От небывалого везения у меня ослабли ноги и закружилась голова.

Котлет я съел штук семь. Съел бы и больше, но вспомнил, как у меня развилась крапивница, когда я объелся пельменей на голодный желудок.

После съеденных котлет мне так сильно захотелось спать, что не было никаких сил подниматься со стула, и я, положив голову на руки, так и уснул за столом в комнате раздачи пищи бациллярного отделения противотуберкулезного диспансера.

– Слышь-слышь? – кто-то потрепал меня за плечо.

Я открыл глаза, поднял голову и посмотрел на плечо. На плече была татуированная синими перстнями рука. От неожиданности я вскочил, как ошпаренный и, схватив стул, на котором сидел, за спинку, приготовился отбиваться, еще не до конца сообразив, где я нахожусь.

Унылый и тусклый свет сорокаваттной лампочки, освещавший помещение больно резанул по глазам, появилась уже знакомая головная боль, возникающая от резкого пробуждения и недосыпания.

Меня разбудил один из больных, который находился в одной палате с тяжёлым лежачим больным.

– Тихо! Свои, в натуре! – испуганно прошипел он, опасаясь, что я, с перепугу и спросонья, ударю его стулом.

– Чего тебе надо? – спросил я, постепенно соображая где я нахожусь.

– Там это…, Бабай «отпоте́л», короче… – сказал он и продолжил, – у тебя курить есть?

– Нету! – ответил я. – Иди спи!

– А с Бабаём что? – спросил он.

– С каким Бабаём?

– Ну с Бабаяном…

Я стал понимать, что он говорит про своего соседа по палате по фамилии Бабаян. Про того самого тяжёлого лежачего больного, которого надо повернуть, для профилактики пролежней и застойных явлений в лёгких.

– А что с ним? – спросил я, окончательно проснувшись.

– Отпоте́л он!

– В смысле?

– Ну, забара́нился…

– Блин! Я тебя не понимаю.
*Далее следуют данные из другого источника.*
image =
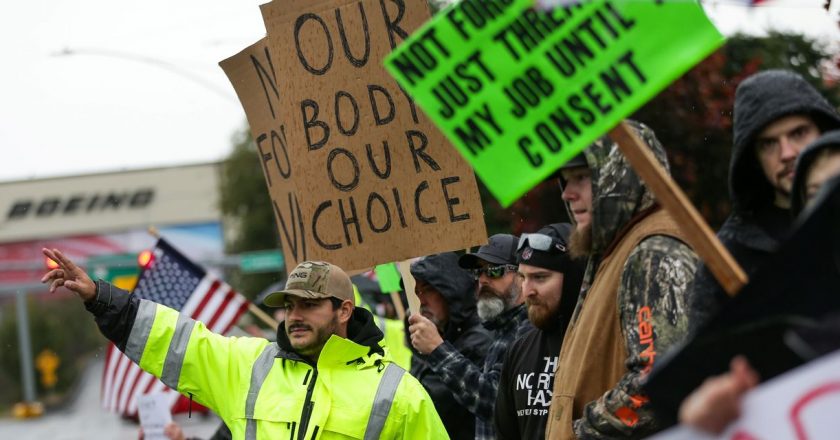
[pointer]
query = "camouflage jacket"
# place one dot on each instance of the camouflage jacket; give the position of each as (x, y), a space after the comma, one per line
(657, 275)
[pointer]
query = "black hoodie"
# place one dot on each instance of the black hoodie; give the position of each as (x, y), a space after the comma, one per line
(463, 330)
(756, 226)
Говори по-русски!

– Да, помер он, похоже!

Констатация

– Бабай помер, похоже… – сказал разбудивший меня больной.

Сказал он это так просто, обыденно, как будто говорил о перегоревшей лампочке в туалете.

– Как…, помер??? – растерялся я.

– Иди, сам посмотри.

«Ё-моё… – подумал я и посмотрел на часы».

Часы показывали 01:22.

– Что теперь делать? – судорожно соображая, вслух спросил я сам себя.

– Курить есть? – снова спросил меня больной.

– Отстань ты, со своим «курить»! – с раздражением сказал я и направился в палату, где был покойник. – Человек умер, а ты – «курить»!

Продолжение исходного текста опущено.